Regarding formal crime victims assistance, this is what NYS Crime Victim’s Board may provide to victims of the crime :

Medical and counseling expenses
Loss or damage of essential personal property (up to $500, including $100 for cash)
Burial/funeral expenses (up to $6,000)
Lost wages or lost support (up to $30,000)
Transportation (necessary court appearances for prosecution or to related medical appointments)
Occupational/vocational rehabilitation
Use of domestic violence shelters
Crime scene clean-up (up to $2,500)
Good Samaritan property losses (up to $5,000)
Moving expenses (up to $2,500)
While the perpetrator’s family is always in some sense a victim of the perpetrator, they are not always the direct victim of the crime, and most of those benefits would not apply to them Presumably, if the family members were direct victims of the crime, they would be just as eligible as any other victims. Certainly, victims in need of domestic violence shelters have a current or past family relationship with the perp.
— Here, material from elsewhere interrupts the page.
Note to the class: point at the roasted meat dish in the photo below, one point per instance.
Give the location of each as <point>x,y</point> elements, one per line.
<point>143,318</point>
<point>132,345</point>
And Veuve_ClicquotNJ, there are support groups , although it is unlikely anyone you might encounter in an official capacity will know any details about them. Your best bet would be to contact an ex-offender organization - they are more likely to have the information than prison officials. I don’t know the organizations in your area, but in my experience, prisoners are familiar with at least the names of ex-offender organizations.